The apparent paradox of the same cancer appearing simultaneously as two independent early-stage tumors on two different organs seems to be invoking "pseudo-metastasis," the researchers said in a statement. This is distinct from usual metastasis since the cancer likely spreads through the fallopian tube, not the blood stream, which is a unique environment provided by this particular organ.

"Pseudo-metastasis is still something of a mystery," lead author and research associate in the department of Molecular Oncology at the BC Cancer Agency, Michael Anglesio said in a statement. "Whether the initial event takes place in the ovary or the endometrium, and what keeps cells temporarily restricted to these special organs without metastasizing to the rest of the body, are things that we are now researching."

The identification of pseudo-metastasis has important implications for treatment. On a global scale, many women with SEO tumors have received aggressive treatment designed to fight late-stage metastatic cancer. Physicians in British Columbia have generally treated SEO cancer patients more conservatively and surgically removed the tumors, which the researchers claim would be the best course of action according to their findings.

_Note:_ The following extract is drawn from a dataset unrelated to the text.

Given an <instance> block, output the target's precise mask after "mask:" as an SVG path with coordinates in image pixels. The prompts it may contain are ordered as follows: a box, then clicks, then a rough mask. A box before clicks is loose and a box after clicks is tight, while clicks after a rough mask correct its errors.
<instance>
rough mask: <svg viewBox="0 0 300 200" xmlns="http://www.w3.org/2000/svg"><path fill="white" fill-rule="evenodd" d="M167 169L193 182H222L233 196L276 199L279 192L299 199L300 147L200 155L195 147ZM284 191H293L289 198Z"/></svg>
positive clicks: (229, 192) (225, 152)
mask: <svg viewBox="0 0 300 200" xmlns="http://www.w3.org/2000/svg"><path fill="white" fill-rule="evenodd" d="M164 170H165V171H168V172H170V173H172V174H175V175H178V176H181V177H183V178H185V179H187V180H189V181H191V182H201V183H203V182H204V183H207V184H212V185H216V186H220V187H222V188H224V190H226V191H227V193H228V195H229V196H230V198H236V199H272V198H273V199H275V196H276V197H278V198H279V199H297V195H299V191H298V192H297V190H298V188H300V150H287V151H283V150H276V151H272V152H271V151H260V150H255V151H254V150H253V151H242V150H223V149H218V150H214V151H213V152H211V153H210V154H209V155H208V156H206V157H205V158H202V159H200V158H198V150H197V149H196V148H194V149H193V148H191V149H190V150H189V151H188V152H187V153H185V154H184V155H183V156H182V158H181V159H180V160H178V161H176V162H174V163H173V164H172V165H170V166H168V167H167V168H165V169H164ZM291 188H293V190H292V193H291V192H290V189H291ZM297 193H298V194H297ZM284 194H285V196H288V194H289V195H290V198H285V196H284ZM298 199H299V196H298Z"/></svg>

The researchers noted in the paper that the small cohort size in this study does indicate a need for further investigation of the pseudo-metastasis mechanisms to determine whether this seems to be consistent on a larger scale.

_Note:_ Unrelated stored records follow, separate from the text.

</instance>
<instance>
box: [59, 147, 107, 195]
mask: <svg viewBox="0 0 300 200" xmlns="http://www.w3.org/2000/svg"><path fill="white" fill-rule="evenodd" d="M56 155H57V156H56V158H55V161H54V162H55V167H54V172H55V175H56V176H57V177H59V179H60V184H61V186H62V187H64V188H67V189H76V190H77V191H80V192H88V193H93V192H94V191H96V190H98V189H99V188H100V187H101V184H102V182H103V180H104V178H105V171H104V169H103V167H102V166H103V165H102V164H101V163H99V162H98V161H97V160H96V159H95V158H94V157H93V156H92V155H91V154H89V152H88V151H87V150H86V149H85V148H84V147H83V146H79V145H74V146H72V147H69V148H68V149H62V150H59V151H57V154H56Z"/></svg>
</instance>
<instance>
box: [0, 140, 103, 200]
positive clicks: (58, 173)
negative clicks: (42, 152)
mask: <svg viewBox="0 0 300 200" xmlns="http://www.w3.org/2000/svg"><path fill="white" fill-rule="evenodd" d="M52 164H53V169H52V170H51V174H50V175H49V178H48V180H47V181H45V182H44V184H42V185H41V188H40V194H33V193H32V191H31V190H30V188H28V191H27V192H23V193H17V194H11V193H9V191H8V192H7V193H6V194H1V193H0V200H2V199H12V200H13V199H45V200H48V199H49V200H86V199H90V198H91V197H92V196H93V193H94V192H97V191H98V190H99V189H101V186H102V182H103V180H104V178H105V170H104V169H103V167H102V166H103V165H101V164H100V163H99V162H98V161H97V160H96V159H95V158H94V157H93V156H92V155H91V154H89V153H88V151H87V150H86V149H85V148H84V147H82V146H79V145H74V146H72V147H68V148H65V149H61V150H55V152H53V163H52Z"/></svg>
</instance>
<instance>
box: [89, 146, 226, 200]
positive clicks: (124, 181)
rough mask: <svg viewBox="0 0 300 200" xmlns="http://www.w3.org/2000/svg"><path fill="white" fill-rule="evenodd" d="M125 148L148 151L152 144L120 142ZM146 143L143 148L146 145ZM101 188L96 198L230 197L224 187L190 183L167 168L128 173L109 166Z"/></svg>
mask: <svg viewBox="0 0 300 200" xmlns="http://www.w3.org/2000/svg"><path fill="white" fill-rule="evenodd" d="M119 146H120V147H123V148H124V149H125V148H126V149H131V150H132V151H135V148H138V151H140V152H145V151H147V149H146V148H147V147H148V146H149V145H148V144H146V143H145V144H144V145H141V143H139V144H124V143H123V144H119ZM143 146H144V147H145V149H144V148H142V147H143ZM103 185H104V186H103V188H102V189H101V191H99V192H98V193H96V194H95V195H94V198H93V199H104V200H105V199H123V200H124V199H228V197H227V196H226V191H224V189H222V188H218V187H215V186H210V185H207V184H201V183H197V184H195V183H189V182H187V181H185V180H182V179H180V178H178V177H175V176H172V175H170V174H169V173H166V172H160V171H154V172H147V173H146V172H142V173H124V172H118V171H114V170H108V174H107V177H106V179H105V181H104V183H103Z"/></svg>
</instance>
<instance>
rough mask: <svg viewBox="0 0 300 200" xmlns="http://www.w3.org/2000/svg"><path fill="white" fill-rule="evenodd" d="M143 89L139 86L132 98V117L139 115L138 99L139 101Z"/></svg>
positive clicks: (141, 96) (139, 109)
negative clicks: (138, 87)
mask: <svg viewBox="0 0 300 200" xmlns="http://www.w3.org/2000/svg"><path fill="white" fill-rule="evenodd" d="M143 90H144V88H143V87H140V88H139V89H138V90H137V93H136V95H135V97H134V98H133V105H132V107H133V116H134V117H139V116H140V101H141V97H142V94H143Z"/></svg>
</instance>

In the second JNCI study, researchers based at Memorial Sloan Kettering Cancer also observed that something other than normal metastasis was at work in SEO cancer cases.

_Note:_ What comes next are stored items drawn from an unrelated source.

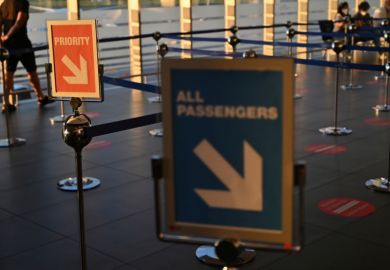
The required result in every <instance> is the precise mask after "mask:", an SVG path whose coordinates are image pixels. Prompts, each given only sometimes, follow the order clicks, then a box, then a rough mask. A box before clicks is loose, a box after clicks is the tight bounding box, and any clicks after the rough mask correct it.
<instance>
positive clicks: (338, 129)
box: [319, 41, 352, 136]
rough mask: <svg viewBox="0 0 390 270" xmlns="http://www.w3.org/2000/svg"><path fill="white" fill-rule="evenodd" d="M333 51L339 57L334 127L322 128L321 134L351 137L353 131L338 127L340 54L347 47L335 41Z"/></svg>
mask: <svg viewBox="0 0 390 270" xmlns="http://www.w3.org/2000/svg"><path fill="white" fill-rule="evenodd" d="M332 49H333V51H334V52H335V53H336V57H337V66H336V85H335V103H334V125H333V126H330V127H325V128H320V129H319V132H321V133H322V134H325V135H333V136H339V135H349V134H351V133H352V130H351V129H348V128H346V127H339V126H338V106H339V104H338V103H339V77H340V76H339V69H340V68H339V65H340V53H341V52H342V51H343V50H344V49H345V45H344V44H343V42H342V41H335V42H333V43H332Z"/></svg>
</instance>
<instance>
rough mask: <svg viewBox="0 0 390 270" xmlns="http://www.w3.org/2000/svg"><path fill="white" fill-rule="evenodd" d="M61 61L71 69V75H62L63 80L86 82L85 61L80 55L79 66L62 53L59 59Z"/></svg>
mask: <svg viewBox="0 0 390 270" xmlns="http://www.w3.org/2000/svg"><path fill="white" fill-rule="evenodd" d="M61 61H62V63H64V64H65V66H66V67H67V68H68V69H69V70H70V71H72V73H73V75H74V76H73V77H70V76H64V80H65V81H66V82H67V83H69V84H88V68H87V61H86V60H85V59H84V57H82V56H81V55H80V68H79V67H78V66H76V65H75V63H73V61H72V60H71V59H70V58H69V57H68V56H67V55H64V57H62V59H61Z"/></svg>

The MSKCC researchers collected a series of 23 synchronous endometrioid endometrial carcinomas (EECs) and endometrioid ovarian carcinomas (EOCs) that were histologically reviewed. Then they extracted DNA from all of the samples and subjected the first five samples to whole-exome sequencing and orthogonal validation using high-depth targeted amplicon resequencing. The remaining 18 samples were subjected to massively parallel sequencing (MPS).

After comparing the mutational spectra and context of the mutations present in both EECs and EOCs, the researchers observed that the mutational processes didn't vary between tumors from each of the patients analyzed, which seemed to indicate clonality. They decided to confirm the generalizability of their initial findings by subjecting a series of 17 sporadic synchronous EECs/EOCs and one Lynch Syndrome case to targeted capture MPS. This analysis still led the MSKCC research team to conclude that these tumor cases were clonally linked.

The synchronous findings give both research teams confidence that their findings and recommendations for less aggressive treatment for SEO cancer patients seem sound. An editorial piece also published in the JNCI also stated that since these findings came from two different groups, it would suggest that "SEOs are not independent but rather represent isolated metastatic phenomenon."

"Together, these studies have resulted in a paradigm shift in the way SEO cancers are perceived," assistant member of the department of pathology at MSKCC, Britta Weigelt said in a statement. "By bringing together pathology and genetics, we have solved a long-standing biological question and clinical dilemma."

The study was funded by the Gray Family Ovarian Clear Cell Carcinoma Research Resource, the BC Cancer Foundation, the Vancouver General Hospital and UBC Hospital Foundation, and the Canadian Cancer Society.